HERE IS THE EULOGY THAT SHOULD BE GIVEN TO BRING REDEMPTION TO MICHAEL’S LIFE
By Rabbi Shmuley
‘The death of Michael Joseph Jackson is not just the personal tragedy of a man who died young. Nor does it solely represent a colossal waste of life and talent. Rather it is, above all else, an American tragedy. For whether we wish to acknowledge it or not, our obsession with Michael Jackson, our infatuation with every peculiar detail of his life, stems from the fact that he represents a microcosm of America.
‘It has long been fashionable to caricature Michael as an oddball, as a freak. But how different were his peculiarities to our own?
‘Michael’s dream was to be famous so that he would be loved. Having been forced into performing as a young boy, he never knew a time when affection was a free gift. Rather, attention, the poor substitute for love with which he made due, was something that he had to earn from the age of five. Hence, his obsession with being famous and his lifelong fear of being forgotten by the crowds. And if that meant purposefully doing strange things in order to sustain the public’s interest, he would pay that price too because he could not live without his drug of choice, fame.
But how different is that from the rest of us, living as we do in an age of reality TV where washing our dirty laundry in public makes us into celebrities and competing on American Idol promises us that we can be the next Michael Jackson.
‘Of course, there was Michael’s constant plastic surgery. How much could one man so hate himself, we asked, that he is prepared to disfigure his face utterly? But the same question could easily be asked of millions of Americans, especially women, who live with extremely poor body image, who starve their bodies and undergo extreme cosmetic procedures – including sticking a needle in their forehead – to rediscover lost beauty and youth.
‘Yes, there was Michael’s troubled soul. Could a man so blessed with fame and fortune, we wondered, really be so miserable that he had to numb his pain with a syringe of Demerol? And yet, my friends, America is the richest country in the world with the highest standard of living. Still, we consume three quarters of the earth’s anti-depressants and one out of three Americans is on an anti-anxiety medication.

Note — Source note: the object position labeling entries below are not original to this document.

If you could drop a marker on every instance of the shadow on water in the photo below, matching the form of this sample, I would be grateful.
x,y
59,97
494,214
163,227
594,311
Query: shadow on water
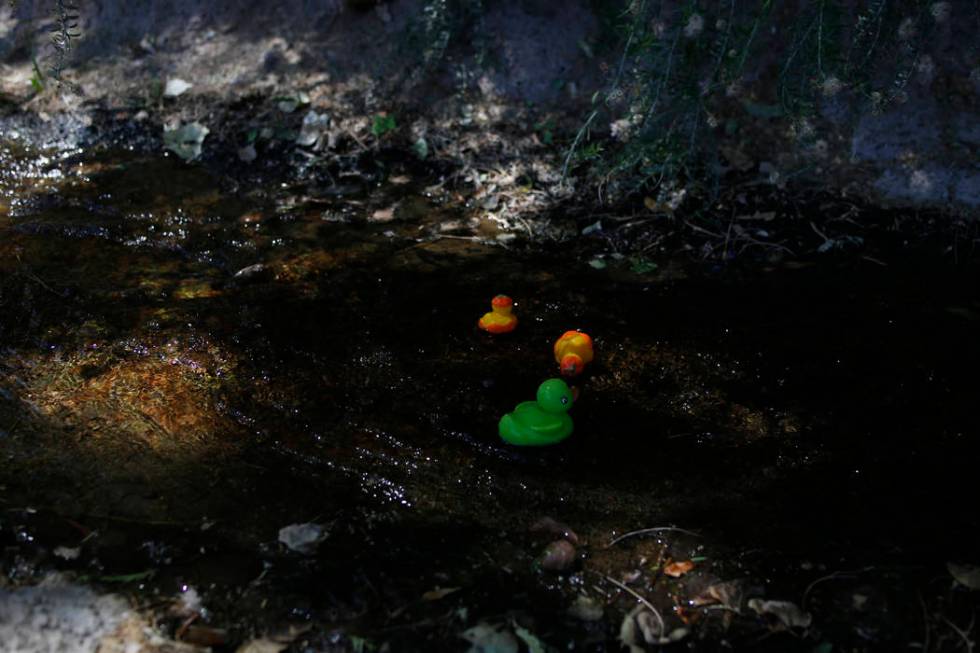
x,y
187,372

‘As far as Michael’s materialism and decadence, particularly when we watched him on TV spending millions of dollars on useless baubles, is it really all that different to the rest of us who have maxed our credit cards buying junk we don’t need to compensate for an insatiable inner emptiness?
‘There were also Michael’s broken relationships. Two divorces, estrangement from brothers and sisters, and extremely questionable and perhaps even criminal sexual activities. Yes, few of us, fortunately, are guilty of such crimes. But the huge success of ‘barely legal’ pornographic websites, ‘Girls Gone Wild’ videos, and the sexualization of teens like Miley Cyrus should perhaps have us question the adolescent nature of our own sexual interests. As for broken relationships, Time magazine just reported that of every one hundred marriages, fifty divorce, twenty-five stay together unhappily, and only twenty-five are happy.
‘In sum, my friends, we are fixated on Michael Jackson because he was always just a very extreme version of ourselves and compacted into his short life a supercharged version of all the strangeness and profligacy of a culture which puts attention before love, fans before family, body before spirit, medical sedation before true inner peace, and material indulgence before spiritual enlightenment. Perhaps the only reason the rest of us did not become as strange or as broken as Michael was that we simply lacked the talent and the resources to do so.
‘And therein lies a profound morality lesson. Where Michael goes, the rest of us go. Our obsession with Michael was always selfish. It was a focus on where we ourselves were headed, where our culture and our interests were leading us.
‘And now we have the power to take a senseless tragedy and given it meaning by learning from the heartbreaking demise of a once-great legend that life is not about fame and fortune but rather about G-d, family, community, and good deeds.
‘Rest in peace, Michael. May you find in death the serenity you never had in life and may they judge you more charitably in heaven that we did here on earth.’